For both, the Oschwald et al. as well as the Rubach and von Keyserlink study, the measurement of instructional quality becomes a critical issue when we want to avoid artefacts of common-source bias or too short-cycled causal models. Göllner, Lazarides and Stark (this volume) make a foray into new territory by exploring the validity of large language models (LLMs) to assess teaching quality which, in the future, could eliminate the human factor in coding entirely. If a holistic semantic analysis could be able to capture relevant aspects of teaching quality reliably, human coding through expert or student assessment would become obsolete. Quality could even be assessed in real time as the teaching is still happening or shortly thereafter, opening the opportunity to use it as immediate feedback in teacher training. In a more rudimentary fashion, we used the same idea for specific teacher training purposes a decade ago. A voice-recording device (LENA) that distinguished teachers' and students' speaking turns identified in-class discourse segments the teachers were learning to use more frequently in their mathematics classes. Teachers received feedback within 24 h, and for some (not all), it was helpful for improving their teaching (Wang et al., 2014).
Göllner et al.'s cutting-edge exploratory study shows that LLMs have potential in this regard, but we have still ways to go. The semantic representations are ‘sensitive enough’ to reflect variation between segments, lessons and teacher. They also were associated with human-coded quality assessment, but a ballpark 20% of shared variance is not even close to the level where the human–AI interrater reliability could reach the level of human–human reliability after efficient coder training. However, they used a zero-shot GPT model which mean that no additional information was provided to guide the semantic analysis, and the PCA-based dimensionality reduction is indicative of the exploratory nature of the approach with its inherent difficulty to interpret the dimensions and questions of replicability. However, the prompted transcript analysis is a first step towards a use of LLMs that is closer aligned with theoretical concepts and hence a promising step to the next level. After all, the LLM can identify the strength of instructional dialogue best when it can use samples of human-identified examples of dialogue that represent the quality dimension in question (multi-shot GPT). There is no doubt that LLMs will in the near future take over a lot of (if not all) coding tasks of texts and video footage. But what and how the AI codes material will always depend on theoretical considerations about student–teacher and student–student interactions and how they facilitate academic learning. The tool does not come with a guiding theory and Göllner et al.'s contribution makes that clear.
In her reflections on the situative approach to research in educational psychology, Nolen (2024) points out that the situative view leads to an emphasis on understanding the processes that underlie change. This, in turn, leads to a reflection on what kind of change is to be analysed and what kind of change is considered desirable. Academic learning in educational psychology is, for the most part, conceptualized as a cumulative process, as relatively stable gains over an observed time period, adding to the prior knowledge level. Weeks or months as temporal units of analysis seem appropriate as standard in the learning context of curriculum-based schooling, unless the learning of smaller units is the focus, like learning the content of one particular mathematics lesson.

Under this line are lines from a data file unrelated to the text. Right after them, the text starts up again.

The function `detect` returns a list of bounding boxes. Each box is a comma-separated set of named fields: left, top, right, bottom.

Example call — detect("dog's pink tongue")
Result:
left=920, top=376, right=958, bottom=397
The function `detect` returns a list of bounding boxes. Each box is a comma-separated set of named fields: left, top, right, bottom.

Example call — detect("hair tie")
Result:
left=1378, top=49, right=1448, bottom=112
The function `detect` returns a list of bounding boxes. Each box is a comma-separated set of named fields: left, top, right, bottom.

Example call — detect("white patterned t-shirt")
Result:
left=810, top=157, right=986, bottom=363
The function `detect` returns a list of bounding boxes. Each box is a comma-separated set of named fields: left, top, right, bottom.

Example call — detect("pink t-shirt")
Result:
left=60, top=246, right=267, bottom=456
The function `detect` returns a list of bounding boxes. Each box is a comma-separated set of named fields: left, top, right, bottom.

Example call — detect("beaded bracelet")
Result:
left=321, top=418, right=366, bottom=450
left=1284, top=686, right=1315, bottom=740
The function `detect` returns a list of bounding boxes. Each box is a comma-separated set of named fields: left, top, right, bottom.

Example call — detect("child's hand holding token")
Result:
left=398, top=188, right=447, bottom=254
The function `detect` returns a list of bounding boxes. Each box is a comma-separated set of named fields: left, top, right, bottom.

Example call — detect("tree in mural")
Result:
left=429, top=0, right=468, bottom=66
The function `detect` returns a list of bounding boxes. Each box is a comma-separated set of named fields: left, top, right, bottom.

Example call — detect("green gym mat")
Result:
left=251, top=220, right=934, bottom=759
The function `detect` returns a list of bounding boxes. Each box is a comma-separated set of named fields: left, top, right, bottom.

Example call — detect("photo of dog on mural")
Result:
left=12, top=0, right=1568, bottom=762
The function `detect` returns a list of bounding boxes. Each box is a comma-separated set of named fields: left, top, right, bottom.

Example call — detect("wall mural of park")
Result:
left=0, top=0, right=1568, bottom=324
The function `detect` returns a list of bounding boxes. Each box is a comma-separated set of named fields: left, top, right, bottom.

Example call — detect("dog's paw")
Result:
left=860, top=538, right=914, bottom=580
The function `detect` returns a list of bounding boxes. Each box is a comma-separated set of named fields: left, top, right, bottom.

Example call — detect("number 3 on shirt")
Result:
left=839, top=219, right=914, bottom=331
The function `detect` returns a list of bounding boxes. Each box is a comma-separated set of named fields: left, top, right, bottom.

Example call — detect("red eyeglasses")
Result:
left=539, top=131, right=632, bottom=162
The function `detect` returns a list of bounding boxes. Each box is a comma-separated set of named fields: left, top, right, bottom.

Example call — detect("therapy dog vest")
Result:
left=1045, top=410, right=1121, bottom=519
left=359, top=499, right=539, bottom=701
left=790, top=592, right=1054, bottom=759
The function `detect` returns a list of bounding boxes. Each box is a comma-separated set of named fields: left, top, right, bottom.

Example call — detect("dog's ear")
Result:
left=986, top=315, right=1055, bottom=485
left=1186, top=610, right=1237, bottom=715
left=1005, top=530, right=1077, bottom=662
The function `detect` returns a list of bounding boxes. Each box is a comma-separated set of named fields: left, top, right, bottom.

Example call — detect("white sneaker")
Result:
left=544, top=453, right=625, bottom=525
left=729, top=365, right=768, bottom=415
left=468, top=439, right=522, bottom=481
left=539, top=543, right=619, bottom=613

In contrast, the underlying idea in the Stark, Camburn and Kaler contribution on teacher motivation is that high teacher motivation is desirable and a potential goal for interventions. Or it stimulates a teacher's self-directed action by minimizing exposure to situations that are demotivating or to change the quality of the social interactions to avoid the demotivating impact. It is not a cumulative, but rather a protective change model. At least implicitly, the self-efficacy belief of student teachers in Wang, Thompson-Lee and Klassen similarly is a variable one would wish to be and remain high, based on the normative assumption that high self-efficacy beliefs are a characteristic of a good teacher. But different from academic learning, there is a logical ceiling for self-efficacy beliefs. Therefore, it is not a cumulative change model, but an optimization model. The environment should lead teacher to—and keep them at—a ‘5 out of 5’ level of self-efficacy.
While those two papers have similar underlying change models, the theory of emotion regulation in Bross, Frenzel and Nett is based on a qualitatively different conceptualization of change: homeostasis. For a teacher, anger is arguably a dysfunctional state and it is desirable to quickly and effectively regulate it down to an emotional set point if the situational trigger cannot be avoided. It is apparent that the logical temporal unit of analysis in this context is probably minutes, if the goal is to investigate the process as such. This, of course, is not the intention of the authors as their focus lies on the coping patterns of teachers across situations encountered throughout the day. The assumption is, in fact, cumulative in the sense that exposure to a lot of anger-inducing situations paired with a suboptimal coping pattern will wear teachers down in the long run and reduce their professional motivation.
The intention of the Oschwald et al. study was to demonstrate that instructional clarity has an immediate positive impact on college students learning motivation—again not as a cumulative model but with the normative goal to reach and maintain a high level of learning motivation. At least implicitly, the assumption is that a somewhat consistent lack of clarity over a longer period of time, that is, not 9 min but several weeks of low-clarity instruction, will wear a student's learning motivation down. Even if the short-term lag effect could not be shown, the long-term effect might still—and it is likely to—exist.
The measurement used in the Rubach and von Keyserlink study is Likert-scale based, which means that it comes with a maximal value despite the fact that theoretically, at least, interest is logically unlimited and could therefore follow a cumulative model. If the quality of the instruction is extremely high every week I am in class, my interest might continuously grow until the end of the term. I might reach the scale's ceiling, but that would be an artefact of the measurement scale.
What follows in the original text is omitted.